More than 10 companies announced the opening of an office or headquarters relocation in Austin in Q1 of 2021, with a dozen other investment and development firms acquiring a real estate asset in the greater Austin area. F45 Training and Tishman Speyer are two notable new tenants and investors in Austin. The Australian-based fitness franchise F45 signed a 44,000 SF, 8-year lease in South Austin’s Penn Field offices, and New York-based Tishman Speyer made their first Austin purchase with the acquisition of the Foundry I, a 76,000 SF office project on the Eastside. In addition to Austin’s new residents, some of our local and established groups stretched out for some elbowroom as well. Vinson & Elkins made a pivotal move and leased 50,000 SF in the Indeed Tower downtown, breaking away from their previous suburban location, and Texas Municipal Retirement System signed a 47,000 SF lease at The Grove, an Endeavor project in Central Austin.
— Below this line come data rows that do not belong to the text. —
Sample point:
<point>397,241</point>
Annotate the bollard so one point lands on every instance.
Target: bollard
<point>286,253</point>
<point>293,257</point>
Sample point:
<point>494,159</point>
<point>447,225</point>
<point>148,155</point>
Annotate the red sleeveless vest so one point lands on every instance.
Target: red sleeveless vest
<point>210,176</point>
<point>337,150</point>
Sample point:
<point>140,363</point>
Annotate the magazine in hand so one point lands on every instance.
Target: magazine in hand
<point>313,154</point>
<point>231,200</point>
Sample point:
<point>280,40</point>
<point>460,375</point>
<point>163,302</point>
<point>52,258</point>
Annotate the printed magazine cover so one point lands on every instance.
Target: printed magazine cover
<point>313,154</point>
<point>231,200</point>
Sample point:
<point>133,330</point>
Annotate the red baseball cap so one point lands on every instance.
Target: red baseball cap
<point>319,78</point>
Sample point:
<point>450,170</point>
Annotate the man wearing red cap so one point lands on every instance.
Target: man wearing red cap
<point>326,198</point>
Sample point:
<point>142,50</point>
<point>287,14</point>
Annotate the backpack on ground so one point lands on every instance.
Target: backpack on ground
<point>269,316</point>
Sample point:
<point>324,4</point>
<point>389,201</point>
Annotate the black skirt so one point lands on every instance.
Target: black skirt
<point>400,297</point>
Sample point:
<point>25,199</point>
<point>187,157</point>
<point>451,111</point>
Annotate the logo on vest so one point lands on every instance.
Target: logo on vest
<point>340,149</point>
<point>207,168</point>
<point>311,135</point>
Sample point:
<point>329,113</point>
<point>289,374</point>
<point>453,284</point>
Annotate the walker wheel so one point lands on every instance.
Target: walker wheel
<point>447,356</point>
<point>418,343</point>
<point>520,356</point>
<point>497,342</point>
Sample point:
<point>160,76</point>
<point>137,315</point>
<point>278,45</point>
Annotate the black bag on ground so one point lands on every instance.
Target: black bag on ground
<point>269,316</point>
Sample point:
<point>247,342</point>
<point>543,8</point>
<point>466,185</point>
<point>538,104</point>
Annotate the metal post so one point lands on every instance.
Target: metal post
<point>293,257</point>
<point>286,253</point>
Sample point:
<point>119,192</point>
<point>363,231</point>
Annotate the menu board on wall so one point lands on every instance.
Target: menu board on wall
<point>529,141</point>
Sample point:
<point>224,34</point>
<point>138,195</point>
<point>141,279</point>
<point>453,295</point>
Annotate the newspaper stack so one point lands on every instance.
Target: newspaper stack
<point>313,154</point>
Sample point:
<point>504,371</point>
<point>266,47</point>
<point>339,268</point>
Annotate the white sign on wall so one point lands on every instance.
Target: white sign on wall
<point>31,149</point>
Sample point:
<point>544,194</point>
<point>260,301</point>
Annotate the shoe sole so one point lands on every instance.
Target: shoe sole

While Q1 saw more completed transactions than any other quarter in the past year, overall numbers are still lagging behind this activity with negative absorption rates and an increasing supply of sublease space, though most of our sublease space this quarter can be attributed to Parsley Energy (369,000 SF, 300 Colorado) and Spiceworks (49,000 SF, 3600 San Clemente).
Developers and buyers continue to be bullish on Austin, and it is hard to disagree otherwise. Even with the option to work from home likely to be a standard offering by employers moving forward, the bigger focus in Austin is not when employees are headed back into the office, but rather who is moving here next. The Austin Chamber of Commerce is tracking a record number of active prospects for incentive-worthy relocations and the residential real estate market is experiencing a supply-and-demand issue, to say the least. Those are two good indicators that Austin still has some growing to do, which means pricing is likely to do the same.
Direct Lease Rates
A citywide asking rate of $45.60/SF comes in a slight step above Q4 2020’s rate of $44.74/SF, largely due to rising OpEx expenses. Although rental rates have remained steady Quarter over quarter, Landlords aren’t hesitant to use flexible concession packages and reduced lease-terms in order to secure tenants. An influx of newly constructed space with significant availability (as of Q1 2021), projects under construction are ±40% leased) will pressure building owners even further, however, a revitalization of leasing activity should allow rates to remain steady during the remainder of 2021.
Supply & Absorption
Pandemic challenges forced many to shutter their doors during the past year, and several brand-name institutions (Google, Indeed, Facebook, etc.) found themselves potentially over-committed on projects not yet under construction. As a result. sublease space of +3.0M SF flooded into the market, causing consecutive quarters of negative absorption (Q1 2020 absorption of -630K SF). With the introduction of a COVID vaccine, however, Austin can expect a rebound in leasing activity and an upwards trend in absorption levels, which should help relieve the pressure from future development projects (+5.8M SF under construction). Furthermore, Tesla’s Gigafactory served as a de facto “Vote of Confidence”, spurring additional commercial interest in the city.